LinuxLists.cc - [PATCH v5 0/10] fs: Introduce new flag(FALLOC_FL_COLLAPSE

2014-02-18 16:37:16

Subject: [PATCH v5 0/10] fs: Introduce new flag(FALLOC_FL_COLLAPSE_RANGE) for fallocate

From: Namjae Jeon <[email protected]>

This patch series is in response of the following post:
http://lwn.net/Articles/556136/
"ext4: introduce two new ioctls"

Dave chinner suggested that truncate_block_range
(which was one of the ioctls name) should be an fallocate operation
and not any fs specific ioctl, hence we add this functionality to fallocate.

This patch series introduces new flag FALLOC_FL_COLLAPSE_RANGE for fallocate
and implements it for XFS and Ext4.

The semantics of this flag are following:
1) It collapses the range lying between offset and length by removing any data
blocks which are present in this range and than updates all the logical
offsets of extents beyond "offset + len" to nullify the hole created by
removing blocks. In short, it does not leave a hole.
2) It should be used exclusively.
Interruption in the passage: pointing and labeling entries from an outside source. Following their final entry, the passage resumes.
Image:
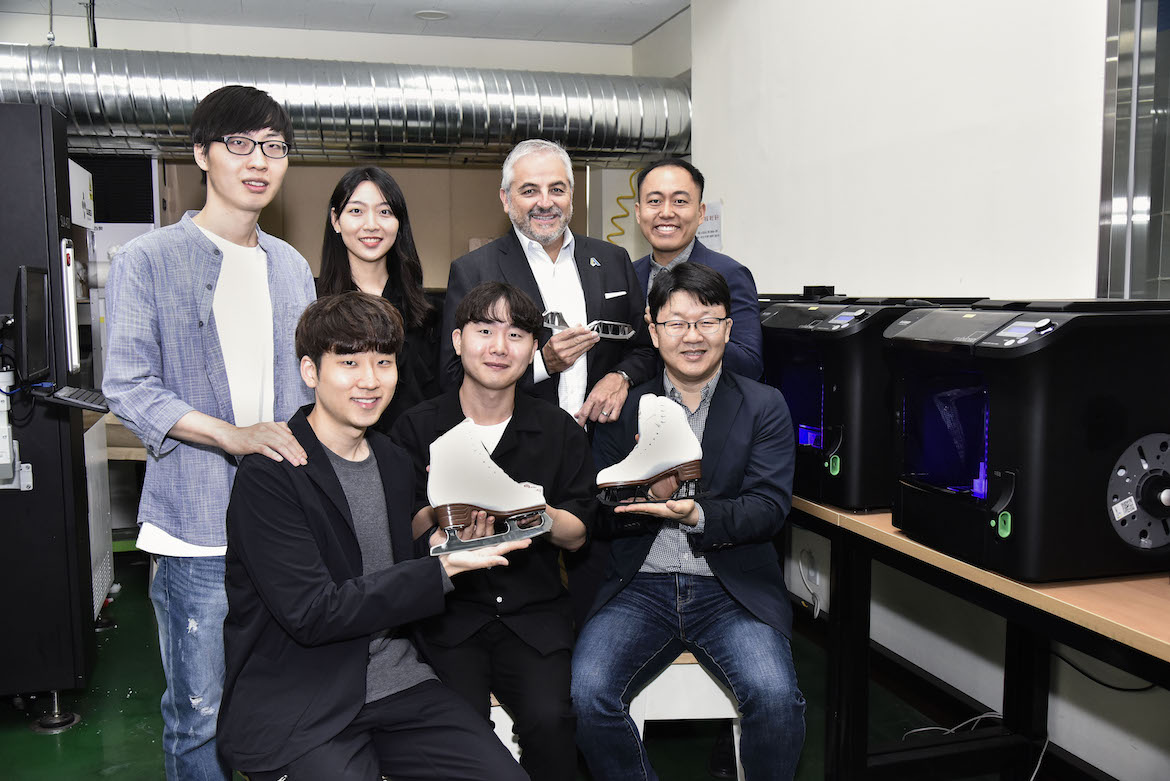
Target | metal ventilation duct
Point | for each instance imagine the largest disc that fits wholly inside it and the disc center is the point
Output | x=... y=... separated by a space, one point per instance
x=140 y=102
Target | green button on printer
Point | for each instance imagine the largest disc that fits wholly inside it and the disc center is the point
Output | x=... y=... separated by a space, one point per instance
x=1005 y=524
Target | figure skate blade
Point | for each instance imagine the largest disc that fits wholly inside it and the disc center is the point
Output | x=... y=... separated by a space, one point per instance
x=514 y=532
x=612 y=496
x=605 y=329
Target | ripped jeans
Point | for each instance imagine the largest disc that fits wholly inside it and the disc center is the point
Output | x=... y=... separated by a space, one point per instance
x=190 y=603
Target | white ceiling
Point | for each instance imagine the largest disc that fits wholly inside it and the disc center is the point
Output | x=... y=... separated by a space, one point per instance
x=582 y=21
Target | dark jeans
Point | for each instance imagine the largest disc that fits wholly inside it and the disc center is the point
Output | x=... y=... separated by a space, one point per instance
x=641 y=630
x=425 y=732
x=534 y=689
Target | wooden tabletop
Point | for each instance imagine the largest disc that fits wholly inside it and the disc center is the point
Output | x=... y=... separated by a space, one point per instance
x=1134 y=610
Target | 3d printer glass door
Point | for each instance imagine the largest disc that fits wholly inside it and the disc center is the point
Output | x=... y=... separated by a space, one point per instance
x=945 y=420
x=803 y=386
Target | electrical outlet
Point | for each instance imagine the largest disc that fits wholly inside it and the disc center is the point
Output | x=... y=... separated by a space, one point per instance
x=807 y=552
x=809 y=564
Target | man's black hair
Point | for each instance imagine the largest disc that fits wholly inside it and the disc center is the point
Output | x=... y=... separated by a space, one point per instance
x=348 y=324
x=703 y=282
x=679 y=163
x=238 y=109
x=481 y=304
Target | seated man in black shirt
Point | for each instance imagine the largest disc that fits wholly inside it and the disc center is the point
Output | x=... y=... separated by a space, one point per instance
x=509 y=631
x=324 y=679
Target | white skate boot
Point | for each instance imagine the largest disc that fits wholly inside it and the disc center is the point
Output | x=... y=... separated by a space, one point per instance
x=666 y=446
x=463 y=479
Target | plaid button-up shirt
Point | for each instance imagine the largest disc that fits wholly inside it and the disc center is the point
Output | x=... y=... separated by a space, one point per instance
x=164 y=360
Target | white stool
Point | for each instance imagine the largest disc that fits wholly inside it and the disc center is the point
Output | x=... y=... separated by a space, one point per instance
x=683 y=690
x=502 y=724
x=686 y=690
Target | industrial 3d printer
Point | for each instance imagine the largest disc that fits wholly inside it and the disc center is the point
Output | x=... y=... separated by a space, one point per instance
x=1034 y=436
x=826 y=357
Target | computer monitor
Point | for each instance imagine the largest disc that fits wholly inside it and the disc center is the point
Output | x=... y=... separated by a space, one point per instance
x=32 y=324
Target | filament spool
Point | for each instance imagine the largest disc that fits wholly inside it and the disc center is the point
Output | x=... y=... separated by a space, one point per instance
x=1138 y=493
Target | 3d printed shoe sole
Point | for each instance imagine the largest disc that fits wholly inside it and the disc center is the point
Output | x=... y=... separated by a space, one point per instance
x=515 y=523
x=618 y=492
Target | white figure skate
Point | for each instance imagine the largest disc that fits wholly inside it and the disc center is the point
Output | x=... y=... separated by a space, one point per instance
x=666 y=446
x=465 y=479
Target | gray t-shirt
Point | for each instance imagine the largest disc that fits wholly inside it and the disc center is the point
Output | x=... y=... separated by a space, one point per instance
x=393 y=663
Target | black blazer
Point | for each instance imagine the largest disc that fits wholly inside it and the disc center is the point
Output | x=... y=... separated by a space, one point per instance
x=749 y=453
x=300 y=610
x=541 y=444
x=611 y=294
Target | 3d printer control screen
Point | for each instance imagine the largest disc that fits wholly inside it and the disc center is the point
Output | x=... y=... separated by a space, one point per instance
x=944 y=432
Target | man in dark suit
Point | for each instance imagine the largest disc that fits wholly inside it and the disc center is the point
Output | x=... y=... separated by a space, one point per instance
x=510 y=631
x=669 y=209
x=699 y=574
x=583 y=278
x=324 y=679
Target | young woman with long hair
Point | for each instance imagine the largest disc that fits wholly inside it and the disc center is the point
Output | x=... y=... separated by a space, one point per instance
x=369 y=246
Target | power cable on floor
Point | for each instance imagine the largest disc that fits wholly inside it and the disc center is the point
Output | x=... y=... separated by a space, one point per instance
x=1098 y=681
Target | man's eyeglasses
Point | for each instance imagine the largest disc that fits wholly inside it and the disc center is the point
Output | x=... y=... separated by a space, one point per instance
x=243 y=145
x=707 y=325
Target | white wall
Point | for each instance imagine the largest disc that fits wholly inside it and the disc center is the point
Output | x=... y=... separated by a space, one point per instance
x=923 y=147
x=666 y=50
x=611 y=195
x=907 y=146
x=322 y=45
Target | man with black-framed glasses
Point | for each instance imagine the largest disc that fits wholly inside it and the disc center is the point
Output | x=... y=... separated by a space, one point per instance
x=701 y=574
x=202 y=368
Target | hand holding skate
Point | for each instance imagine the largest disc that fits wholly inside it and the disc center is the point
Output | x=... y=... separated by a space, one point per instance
x=480 y=558
x=466 y=486
x=604 y=402
x=563 y=350
x=666 y=449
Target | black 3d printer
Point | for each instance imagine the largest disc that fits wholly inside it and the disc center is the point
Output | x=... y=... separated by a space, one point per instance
x=826 y=357
x=1034 y=436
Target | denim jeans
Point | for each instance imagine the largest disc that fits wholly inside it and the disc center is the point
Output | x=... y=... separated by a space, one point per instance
x=641 y=630
x=190 y=603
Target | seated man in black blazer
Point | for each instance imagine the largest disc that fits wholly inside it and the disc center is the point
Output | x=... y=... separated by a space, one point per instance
x=699 y=574
x=324 y=679
x=510 y=631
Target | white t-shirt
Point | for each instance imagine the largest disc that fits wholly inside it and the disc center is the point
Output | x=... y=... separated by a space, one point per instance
x=561 y=288
x=242 y=309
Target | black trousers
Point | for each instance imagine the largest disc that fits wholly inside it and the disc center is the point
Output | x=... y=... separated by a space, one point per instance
x=532 y=688
x=425 y=732
x=585 y=571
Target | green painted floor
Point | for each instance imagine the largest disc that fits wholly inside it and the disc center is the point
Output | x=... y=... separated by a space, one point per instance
x=118 y=735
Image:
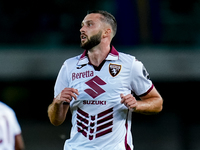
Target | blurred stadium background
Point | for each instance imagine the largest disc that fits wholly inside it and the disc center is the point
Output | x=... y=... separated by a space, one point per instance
x=37 y=36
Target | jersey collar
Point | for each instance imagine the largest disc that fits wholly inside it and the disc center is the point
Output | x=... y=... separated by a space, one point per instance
x=113 y=55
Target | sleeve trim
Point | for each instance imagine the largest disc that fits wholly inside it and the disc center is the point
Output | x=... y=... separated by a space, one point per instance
x=147 y=91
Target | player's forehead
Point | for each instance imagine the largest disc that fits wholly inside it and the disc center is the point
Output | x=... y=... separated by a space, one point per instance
x=93 y=17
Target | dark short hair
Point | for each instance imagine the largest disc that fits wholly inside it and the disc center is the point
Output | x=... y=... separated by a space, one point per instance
x=107 y=17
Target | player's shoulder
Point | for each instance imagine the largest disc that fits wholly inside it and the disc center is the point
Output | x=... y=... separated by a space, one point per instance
x=125 y=57
x=72 y=60
x=5 y=108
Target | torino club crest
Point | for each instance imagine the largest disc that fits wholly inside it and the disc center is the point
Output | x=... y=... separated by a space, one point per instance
x=114 y=69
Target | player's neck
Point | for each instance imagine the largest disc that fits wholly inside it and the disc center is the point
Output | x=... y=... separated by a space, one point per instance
x=98 y=54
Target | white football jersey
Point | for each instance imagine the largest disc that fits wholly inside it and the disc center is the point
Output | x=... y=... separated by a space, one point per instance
x=99 y=120
x=9 y=127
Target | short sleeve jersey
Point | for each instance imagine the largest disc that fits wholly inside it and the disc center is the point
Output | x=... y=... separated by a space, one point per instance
x=99 y=120
x=9 y=127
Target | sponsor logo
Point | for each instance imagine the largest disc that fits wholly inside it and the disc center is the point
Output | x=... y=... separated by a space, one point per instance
x=85 y=74
x=91 y=102
x=95 y=90
x=95 y=126
x=114 y=69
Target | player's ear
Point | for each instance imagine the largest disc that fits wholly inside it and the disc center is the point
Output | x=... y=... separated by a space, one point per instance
x=107 y=32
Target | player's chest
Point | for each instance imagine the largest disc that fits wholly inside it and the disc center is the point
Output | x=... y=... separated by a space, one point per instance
x=111 y=77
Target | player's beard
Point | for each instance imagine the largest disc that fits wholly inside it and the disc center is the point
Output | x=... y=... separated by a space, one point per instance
x=92 y=42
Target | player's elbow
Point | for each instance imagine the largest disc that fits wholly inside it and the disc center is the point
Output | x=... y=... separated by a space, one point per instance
x=56 y=122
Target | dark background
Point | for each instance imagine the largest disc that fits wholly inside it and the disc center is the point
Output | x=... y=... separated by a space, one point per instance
x=37 y=36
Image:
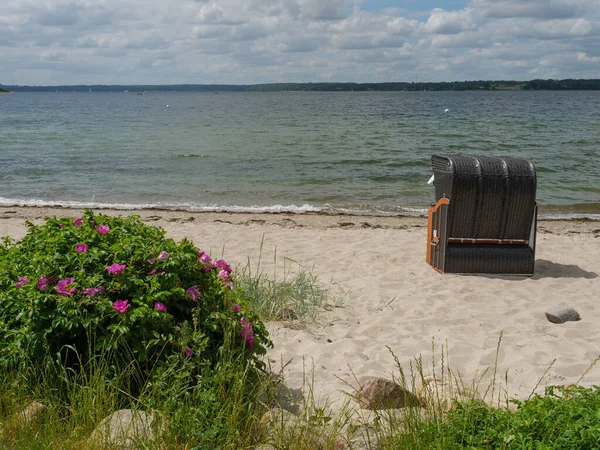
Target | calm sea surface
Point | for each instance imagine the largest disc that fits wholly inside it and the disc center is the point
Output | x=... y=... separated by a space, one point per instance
x=363 y=152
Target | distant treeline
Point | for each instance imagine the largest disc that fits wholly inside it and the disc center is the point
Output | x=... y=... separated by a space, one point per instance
x=568 y=84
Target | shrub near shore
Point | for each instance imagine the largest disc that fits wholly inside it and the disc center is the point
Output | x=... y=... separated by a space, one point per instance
x=76 y=288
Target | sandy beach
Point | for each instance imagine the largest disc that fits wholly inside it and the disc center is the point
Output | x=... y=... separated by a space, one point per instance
x=385 y=298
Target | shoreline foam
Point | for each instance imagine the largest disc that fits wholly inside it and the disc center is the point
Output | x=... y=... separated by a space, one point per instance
x=398 y=211
x=393 y=301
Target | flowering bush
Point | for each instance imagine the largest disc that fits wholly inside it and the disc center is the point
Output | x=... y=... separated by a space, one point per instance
x=107 y=285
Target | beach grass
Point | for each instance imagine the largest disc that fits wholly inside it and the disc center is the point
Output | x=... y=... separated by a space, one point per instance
x=233 y=408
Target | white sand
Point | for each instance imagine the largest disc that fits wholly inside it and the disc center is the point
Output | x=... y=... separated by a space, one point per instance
x=393 y=298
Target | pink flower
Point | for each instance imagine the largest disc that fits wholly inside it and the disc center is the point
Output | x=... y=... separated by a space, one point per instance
x=193 y=292
x=21 y=282
x=159 y=306
x=115 y=268
x=221 y=264
x=103 y=229
x=66 y=286
x=223 y=275
x=247 y=333
x=203 y=257
x=42 y=283
x=121 y=306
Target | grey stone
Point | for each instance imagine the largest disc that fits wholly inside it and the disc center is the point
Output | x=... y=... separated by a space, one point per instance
x=126 y=429
x=380 y=393
x=30 y=413
x=562 y=314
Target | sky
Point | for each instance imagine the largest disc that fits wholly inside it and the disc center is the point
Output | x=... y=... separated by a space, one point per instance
x=60 y=42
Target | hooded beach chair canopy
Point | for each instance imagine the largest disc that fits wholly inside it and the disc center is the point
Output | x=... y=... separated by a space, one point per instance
x=484 y=216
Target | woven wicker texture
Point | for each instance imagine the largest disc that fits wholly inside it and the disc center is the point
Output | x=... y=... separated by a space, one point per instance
x=490 y=198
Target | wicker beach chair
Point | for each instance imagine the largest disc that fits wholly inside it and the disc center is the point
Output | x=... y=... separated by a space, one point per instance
x=484 y=217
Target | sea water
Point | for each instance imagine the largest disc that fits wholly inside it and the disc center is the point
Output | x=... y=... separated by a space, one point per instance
x=358 y=152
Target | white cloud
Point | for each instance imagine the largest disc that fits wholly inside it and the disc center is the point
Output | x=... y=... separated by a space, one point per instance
x=255 y=41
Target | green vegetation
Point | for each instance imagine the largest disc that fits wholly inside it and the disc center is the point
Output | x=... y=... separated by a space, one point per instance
x=563 y=418
x=479 y=85
x=186 y=355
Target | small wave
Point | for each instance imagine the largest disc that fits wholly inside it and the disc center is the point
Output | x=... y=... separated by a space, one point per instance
x=357 y=210
x=162 y=206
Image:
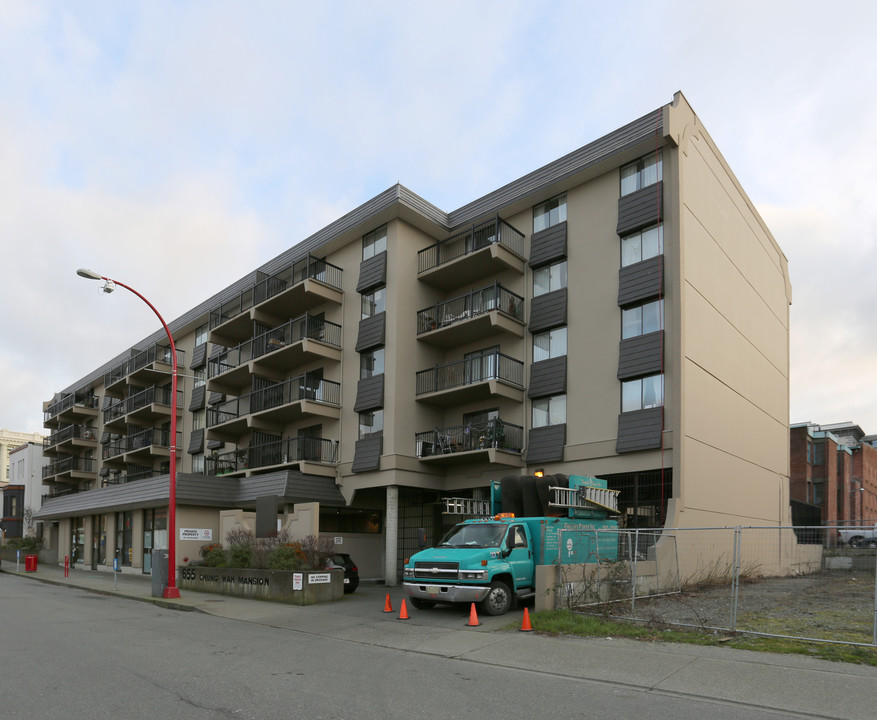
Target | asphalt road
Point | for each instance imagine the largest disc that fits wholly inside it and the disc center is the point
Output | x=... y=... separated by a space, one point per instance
x=70 y=654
No other fallocate flag in combination.
3) Offset and length supplied to fallocate should be fs block size aligned
in case of xfs and ext4.
4) Collaspe range does not work beyond i_size.

This new functionality of collapsing range could be used by media editing tools
which does non linear editing to quickly purge and edit parts of a media file.
This will immensely improve the performance of these operations.
The limitation of fs block size aligned offsets can be easily handled
by media codecs which are encapsulated in a conatiner as they have to
just change the offset to next keyframe value to match the proper alignment.

Namjae Jeon (10):
fs: Add new flag(FALLOC_FL_COLLAPSE_RANGE) for fallocate
xfs: Add support FALLOC_FL_COLLAPSE_RANGE for fallocate
ext4: Add support FALLOC_FL_COLLAPSE_RANGE for fallocate
xfsprog: xfsio: Add support FALLOC_FL_COLLAPSE_RANGE for fallocate
xfstest: shared/001: Standard collapse range tests
xfstest: shared/002: Delayed allocation collapse range
xfstest: shared/003: Multi collapse range tests
xfstest: shared/004: Delayed allocation multi collapse
xfstest: shared/005: Test multiple fallocate collapse
manpage: update FALLOC_FL_COLLAPSE_RANGE flag in fallocate
--
1.7.11-rc0

_______________________________________________
xfs mailing list
[email protected]
http://oss.sgi.com/mailman/listinfo/xfs

2014-02-24 00:57:10

by Dave Chinner

[permalink] [raw]

Subject: Re: [PATCH v5 0/10] fs: Introduce new flag(FALLOC_FL_COLLAPSE_RANGE) for fallocate

On Wed, Feb 19, 2014 at 01:37:16AM +0900, Namjae Jeon wrote:
> From: Namjae Jeon <[email protected]>
>
> This patch series is in response of the following post:
> http://lwn.net/Articles/556136/
> "ext4: introduce two new ioctls"
>
> Dave chinner suggested that truncate_block_range
> (which was one of the ioctls name) should be an fallocate operation
> and not any fs specific ioctl, hence we add this functionality to fallocate.
>
> This patch series introduces new flag FALLOC_FL_COLLAPSE_RANGE for fallocate
> and implements it for XFS and Ext4.
>
> The semantics of this flag are following:
> 1) It collapses the range lying between offset and length by removing any data
> blocks which are present in this range and than updates all the logical
> offsets of extents beyond "offset + len" to nullify the hole created by
> removing blocks. In short, it does not leave a hole.
> 2) It should be used exclusively. No other fallocate flag in combination.
> 3) Offset and length supplied to fallocate should be fs block size aligned
> in case of xfs and ext4.
> 4) Collaspe range does not work beyond i_size.
>
> This new functionality of collapsing range could be used by media editing tools
> which does non linear editing to quickly purge and edit parts of a media file.
> This will immensely improve the performance of these operations.
> The limitation of fs block size aligned offsets can be easily handled
> by media codecs which are encapsulated in a conatiner as they have to
> just change the offset to next keyframe value to match the proper alignment.
>
> Namjae Jeon (10):
> fs: Add new flag(FALLOC_FL_COLLAPSE_RANGE) for fallocate
> xfs: Add support FALLOC_FL_COLLAPSE_RANGE for fallocate

I've pushed these to the following branch:

git://oss.sgi.com/xfs/xfs.git xfs-collapse-range

And so they'll be in tomorrow's linux-next tree.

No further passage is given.